Türkiye’de Cumhuriyet boyunca ‘Atatürkçülük’ oldu. Bunun nihai kaynağı, özellikle 1960 sonrasında, Silâhlı Kuvvetler’di. Ama ‘sivil’ beşiği de CHP’ydi.
Çin’de Mao’nun ‘Devrim Muhafızları’ ya da İran’da Humeyni’nin ‘Devrim Muhafızları’, birbirinden birçok bakımdan hayli farklı değerlere ‘muhafızlık’ yapıyorlar; ama ‘muhafızlık’ta bazı ortak özellikler var.

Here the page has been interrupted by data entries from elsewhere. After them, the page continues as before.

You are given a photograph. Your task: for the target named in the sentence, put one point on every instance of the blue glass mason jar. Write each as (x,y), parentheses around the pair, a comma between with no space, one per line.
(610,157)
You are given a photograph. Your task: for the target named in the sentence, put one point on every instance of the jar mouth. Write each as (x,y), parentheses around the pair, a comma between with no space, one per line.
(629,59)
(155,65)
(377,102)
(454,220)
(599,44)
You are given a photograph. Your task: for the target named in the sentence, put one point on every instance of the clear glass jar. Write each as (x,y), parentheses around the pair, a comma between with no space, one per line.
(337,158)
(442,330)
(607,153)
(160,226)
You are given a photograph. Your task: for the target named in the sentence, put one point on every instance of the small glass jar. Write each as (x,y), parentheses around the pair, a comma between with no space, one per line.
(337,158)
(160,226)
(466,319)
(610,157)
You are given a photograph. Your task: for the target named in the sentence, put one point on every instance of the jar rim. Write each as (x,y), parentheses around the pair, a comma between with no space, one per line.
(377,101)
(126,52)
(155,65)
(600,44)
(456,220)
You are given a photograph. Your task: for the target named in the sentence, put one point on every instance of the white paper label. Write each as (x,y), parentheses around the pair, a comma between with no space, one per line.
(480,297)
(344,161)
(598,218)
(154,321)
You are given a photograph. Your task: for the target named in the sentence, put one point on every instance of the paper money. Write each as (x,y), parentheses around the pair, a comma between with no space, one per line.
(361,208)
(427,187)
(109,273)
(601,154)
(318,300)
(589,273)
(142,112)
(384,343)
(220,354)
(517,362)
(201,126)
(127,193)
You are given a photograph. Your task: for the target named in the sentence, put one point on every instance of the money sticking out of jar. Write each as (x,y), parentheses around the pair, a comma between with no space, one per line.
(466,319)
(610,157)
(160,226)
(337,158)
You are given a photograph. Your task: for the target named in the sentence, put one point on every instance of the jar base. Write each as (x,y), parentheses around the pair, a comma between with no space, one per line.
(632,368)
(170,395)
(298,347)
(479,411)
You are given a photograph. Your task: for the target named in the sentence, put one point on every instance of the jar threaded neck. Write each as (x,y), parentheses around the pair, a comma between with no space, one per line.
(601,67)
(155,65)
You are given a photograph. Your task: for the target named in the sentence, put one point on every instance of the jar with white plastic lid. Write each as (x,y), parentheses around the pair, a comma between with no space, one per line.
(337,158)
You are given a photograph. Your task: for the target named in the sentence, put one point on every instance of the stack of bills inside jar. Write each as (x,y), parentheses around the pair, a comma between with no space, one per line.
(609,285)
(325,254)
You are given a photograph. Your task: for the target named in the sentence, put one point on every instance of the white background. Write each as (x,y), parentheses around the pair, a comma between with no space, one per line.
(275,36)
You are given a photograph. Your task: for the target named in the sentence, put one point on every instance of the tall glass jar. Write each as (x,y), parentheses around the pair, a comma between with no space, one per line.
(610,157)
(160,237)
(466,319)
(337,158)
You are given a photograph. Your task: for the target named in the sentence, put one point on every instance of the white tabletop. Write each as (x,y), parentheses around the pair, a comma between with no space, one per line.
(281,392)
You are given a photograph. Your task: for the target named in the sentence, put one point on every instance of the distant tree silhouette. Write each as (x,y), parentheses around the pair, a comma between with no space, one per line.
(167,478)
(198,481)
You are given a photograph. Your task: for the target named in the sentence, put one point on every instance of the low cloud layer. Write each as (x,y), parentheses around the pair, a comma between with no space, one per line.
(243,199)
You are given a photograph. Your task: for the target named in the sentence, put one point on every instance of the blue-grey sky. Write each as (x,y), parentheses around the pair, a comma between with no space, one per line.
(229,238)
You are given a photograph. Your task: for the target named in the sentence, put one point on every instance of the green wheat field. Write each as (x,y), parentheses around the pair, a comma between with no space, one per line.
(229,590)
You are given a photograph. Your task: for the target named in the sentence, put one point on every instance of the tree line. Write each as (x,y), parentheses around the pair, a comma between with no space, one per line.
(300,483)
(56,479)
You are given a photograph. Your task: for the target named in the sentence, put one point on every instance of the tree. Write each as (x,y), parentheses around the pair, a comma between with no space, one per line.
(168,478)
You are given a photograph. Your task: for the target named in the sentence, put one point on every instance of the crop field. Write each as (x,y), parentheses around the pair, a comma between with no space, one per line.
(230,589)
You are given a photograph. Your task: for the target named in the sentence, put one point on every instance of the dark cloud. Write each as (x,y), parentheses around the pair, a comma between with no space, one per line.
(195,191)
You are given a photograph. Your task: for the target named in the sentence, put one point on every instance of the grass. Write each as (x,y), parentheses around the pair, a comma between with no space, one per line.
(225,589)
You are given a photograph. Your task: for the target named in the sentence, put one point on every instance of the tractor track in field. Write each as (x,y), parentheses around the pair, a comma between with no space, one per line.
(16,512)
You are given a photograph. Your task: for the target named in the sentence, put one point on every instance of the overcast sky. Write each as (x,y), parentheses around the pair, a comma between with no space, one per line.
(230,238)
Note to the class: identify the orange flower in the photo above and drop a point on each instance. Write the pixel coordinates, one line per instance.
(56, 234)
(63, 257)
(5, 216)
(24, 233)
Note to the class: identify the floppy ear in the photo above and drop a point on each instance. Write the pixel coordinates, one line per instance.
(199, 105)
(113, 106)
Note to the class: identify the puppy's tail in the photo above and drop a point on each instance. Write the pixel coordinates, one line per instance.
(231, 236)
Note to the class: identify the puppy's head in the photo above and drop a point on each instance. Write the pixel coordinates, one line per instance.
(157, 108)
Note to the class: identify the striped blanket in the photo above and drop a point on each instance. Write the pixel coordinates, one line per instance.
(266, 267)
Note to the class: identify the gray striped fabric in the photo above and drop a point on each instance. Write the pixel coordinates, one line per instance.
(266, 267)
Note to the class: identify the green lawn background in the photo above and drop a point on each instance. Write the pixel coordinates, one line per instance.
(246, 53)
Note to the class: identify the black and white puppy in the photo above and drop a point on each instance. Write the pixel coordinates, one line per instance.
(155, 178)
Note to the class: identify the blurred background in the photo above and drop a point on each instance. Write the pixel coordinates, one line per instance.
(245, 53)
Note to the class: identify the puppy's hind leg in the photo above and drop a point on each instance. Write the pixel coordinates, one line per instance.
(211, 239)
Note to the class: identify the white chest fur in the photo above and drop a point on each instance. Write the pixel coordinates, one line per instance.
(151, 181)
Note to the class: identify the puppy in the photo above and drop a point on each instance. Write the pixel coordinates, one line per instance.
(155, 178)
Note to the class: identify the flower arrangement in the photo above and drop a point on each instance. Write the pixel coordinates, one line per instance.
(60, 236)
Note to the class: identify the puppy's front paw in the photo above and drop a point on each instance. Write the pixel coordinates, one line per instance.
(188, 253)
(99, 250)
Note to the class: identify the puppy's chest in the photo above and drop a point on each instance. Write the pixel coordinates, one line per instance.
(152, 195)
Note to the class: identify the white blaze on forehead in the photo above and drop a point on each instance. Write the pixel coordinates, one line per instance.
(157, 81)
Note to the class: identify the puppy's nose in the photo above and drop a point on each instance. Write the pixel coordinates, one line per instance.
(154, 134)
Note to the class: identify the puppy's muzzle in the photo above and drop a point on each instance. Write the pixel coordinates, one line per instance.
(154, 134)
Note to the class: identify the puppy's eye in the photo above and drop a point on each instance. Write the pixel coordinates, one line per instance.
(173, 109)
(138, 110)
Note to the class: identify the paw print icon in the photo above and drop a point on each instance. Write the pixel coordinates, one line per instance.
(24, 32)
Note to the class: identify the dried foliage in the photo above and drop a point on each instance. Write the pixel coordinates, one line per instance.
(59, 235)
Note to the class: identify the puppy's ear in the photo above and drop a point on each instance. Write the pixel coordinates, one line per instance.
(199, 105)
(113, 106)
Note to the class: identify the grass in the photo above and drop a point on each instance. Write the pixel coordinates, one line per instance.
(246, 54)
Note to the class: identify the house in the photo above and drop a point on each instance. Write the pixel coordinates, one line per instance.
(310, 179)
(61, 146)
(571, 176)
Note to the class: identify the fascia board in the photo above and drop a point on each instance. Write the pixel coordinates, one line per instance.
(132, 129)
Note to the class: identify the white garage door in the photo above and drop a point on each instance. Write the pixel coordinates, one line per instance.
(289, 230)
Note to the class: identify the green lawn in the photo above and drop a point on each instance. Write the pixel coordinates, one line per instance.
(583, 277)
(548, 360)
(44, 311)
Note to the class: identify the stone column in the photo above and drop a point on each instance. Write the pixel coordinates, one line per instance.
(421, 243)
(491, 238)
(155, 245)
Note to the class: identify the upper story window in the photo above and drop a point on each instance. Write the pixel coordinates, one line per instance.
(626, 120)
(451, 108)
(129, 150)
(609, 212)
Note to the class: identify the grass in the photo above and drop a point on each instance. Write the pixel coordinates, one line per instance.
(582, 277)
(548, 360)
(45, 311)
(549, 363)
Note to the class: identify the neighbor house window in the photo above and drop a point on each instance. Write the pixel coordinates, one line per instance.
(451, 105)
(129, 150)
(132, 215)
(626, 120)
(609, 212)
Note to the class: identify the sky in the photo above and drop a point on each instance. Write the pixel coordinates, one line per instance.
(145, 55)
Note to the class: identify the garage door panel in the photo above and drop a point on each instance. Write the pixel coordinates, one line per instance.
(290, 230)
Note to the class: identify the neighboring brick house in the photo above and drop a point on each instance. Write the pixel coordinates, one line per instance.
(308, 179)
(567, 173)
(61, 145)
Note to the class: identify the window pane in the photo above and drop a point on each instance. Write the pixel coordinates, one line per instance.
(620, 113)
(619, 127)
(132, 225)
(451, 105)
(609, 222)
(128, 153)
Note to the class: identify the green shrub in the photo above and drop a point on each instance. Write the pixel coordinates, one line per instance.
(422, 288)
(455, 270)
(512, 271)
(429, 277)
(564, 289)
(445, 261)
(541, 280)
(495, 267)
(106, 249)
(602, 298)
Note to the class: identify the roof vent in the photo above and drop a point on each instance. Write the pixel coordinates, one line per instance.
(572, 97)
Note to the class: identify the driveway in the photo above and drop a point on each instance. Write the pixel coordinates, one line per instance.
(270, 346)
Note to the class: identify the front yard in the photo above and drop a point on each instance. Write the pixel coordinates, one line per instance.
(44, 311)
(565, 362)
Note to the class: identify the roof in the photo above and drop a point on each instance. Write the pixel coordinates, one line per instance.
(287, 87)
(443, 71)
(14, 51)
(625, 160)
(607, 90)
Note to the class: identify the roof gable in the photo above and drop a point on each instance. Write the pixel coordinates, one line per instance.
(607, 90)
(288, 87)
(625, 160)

Kutsanan olay eskidikçe, kutsanan önderin ölümünden sonra zaman geçtikçe işin coşkusu tavsamaya başlıyor; Muhafızlar, daha çok, yaptıkları işin kendilerine toplumda verdiği statünün muhafızlığını yapmaya başlıyor.
Atatürkçülük, bunların en eskilerinden biri. Öyle olduğu içindir ki, ideolojinin başlıca aygıtlarından biri olan CHP’de bile, bu hesaba sığmayan davranışlar görünebiliyor. CHP, bir dönem ‘Sosyal-demokrat’ olmayı denedi ya da dener gibi yaptı. Olmadı. Gene ‘Atatürkçü’ kaldı. Baykal’a, kendisini birden fazla halatla bu iskeleye bağladı.
Şimdi bu İhsanoğlu seçimi tipik CHP davranışının dışında kalan bir seçim. Çünkü günümüzdeki Kemalizm’in tanımlayıcı özelliği, kendi deyimleriyle ‘Kemalist laisizm’ karşı cephenin teşhisiyle de ‘din ve İslâm düşmanlığı‘. Dolayısıyla, Kemalistler hemen şiddetli bir muhalefet pozisyonu aldılar. Ama bu kararı verenler kim; onlar da Kemalist değil mi? Şüphesiz öyleler. Öyle ise, Kemalizm’in içinde, bu din sorunu karşısında, bir strateji farklılığı oluştu; buradan bir ‘görüş ayrılığı’na fazla bir mesafe yoktur.